Should you ignore the n00bs? - bdfh42
http://sethgodin.typepad.com/seths_blog/2008/08/should-you-igno.html

======
timcederman
I think Google said it best - "engage beginners and attract experts".

Full quote:

"Designing for many people doesn't mean designing for the lowest common
denominator. The best Google designs appear quite simple on the surface but
include powerful features that are easily accessible to those users who want
them. Our intent is to invite beginners with a great initial experience while
also attracting power users whose excitement and expertise will draw others to
the product.

A well-designed Google product lets new users jump in, offers help when
necessary, and ensures that users can make simple and intuitive use of the
product's most valuable features. Progressive disclosure of advanced features
encourages people to expand their usage of the product. Whenever appropriate,
Google offers smart features that entice people with complex online lives –
for instance, people who share data across several devices and computers, work
online and off, and crave storage space."

------
nakajima
From Seth's post:

 _Why not consider making it easy for the confused to ask for help? And treat
them with respect when they do. If you don't create a little confusion, it's
unlikely you've built something remarkable._

I think it's an interesting way to look at things, but ultimately flawed. When
confusion exists, there are many ways to alleviate it. Facebook takes the
"blank slate" as an opportunity to actively educate the user. So does
37Signals (<http://gettingreal.37signals.com/ch09_The_Blank_Slate.php>).

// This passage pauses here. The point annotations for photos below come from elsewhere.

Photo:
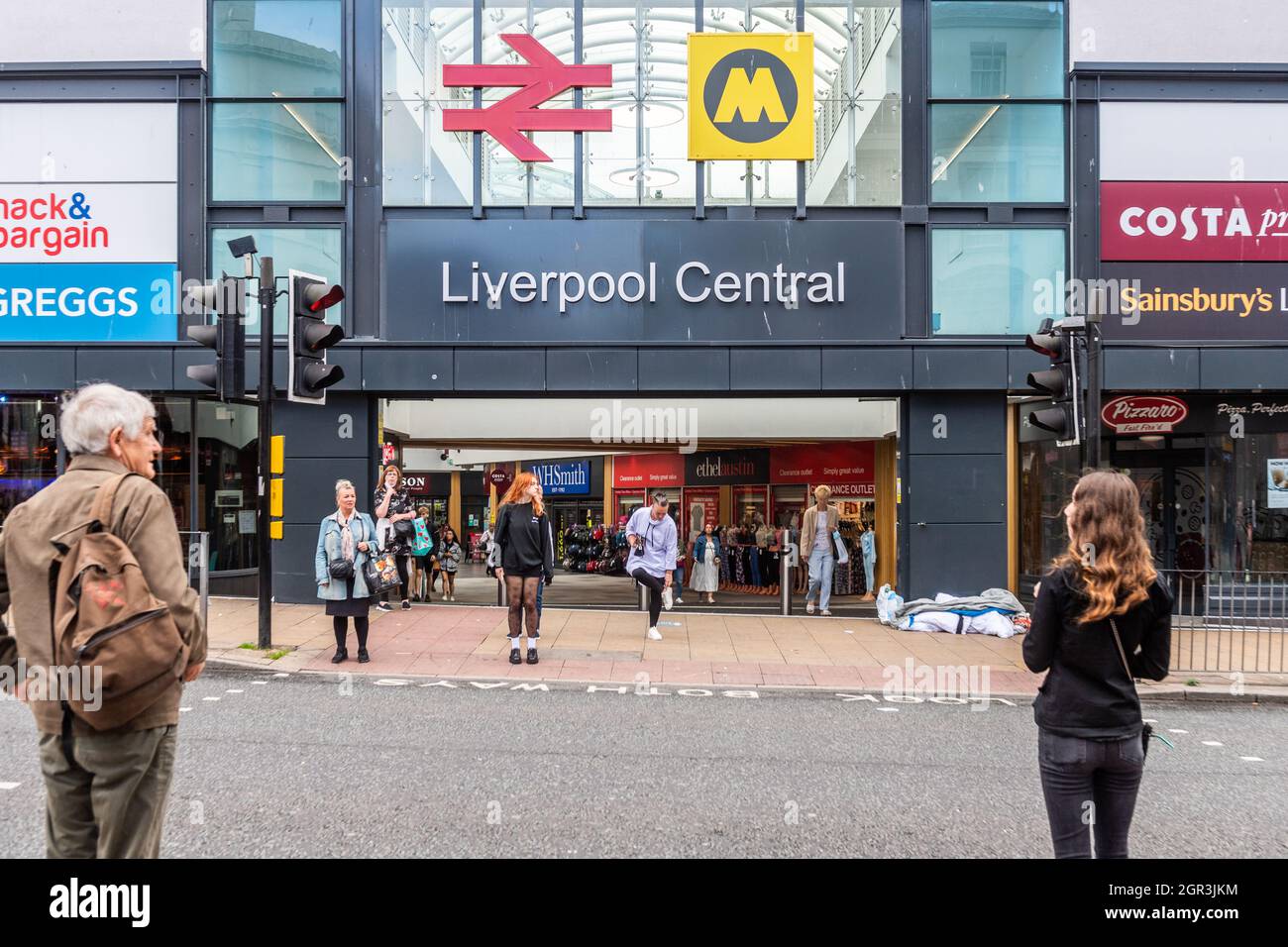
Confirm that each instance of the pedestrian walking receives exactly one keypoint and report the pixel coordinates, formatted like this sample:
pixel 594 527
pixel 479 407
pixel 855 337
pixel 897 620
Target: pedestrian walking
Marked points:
pixel 106 787
pixel 652 538
pixel 523 554
pixel 346 543
pixel 449 560
pixel 394 530
pixel 706 565
pixel 818 541
pixel 1102 620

These things may not turn "n00bs" into power users, but they'll at least reach
a level of proficiency where they feel comfortable. That's the crucial first
step. It only takes a few of them to advance to the next level (harnessing
their understanding of your design to think of new ways of applying it) to
make things really interesting.

------
richtaur
Short answer: no. Long answer: don't ignore any users you potentially want to
have. It's just bad business.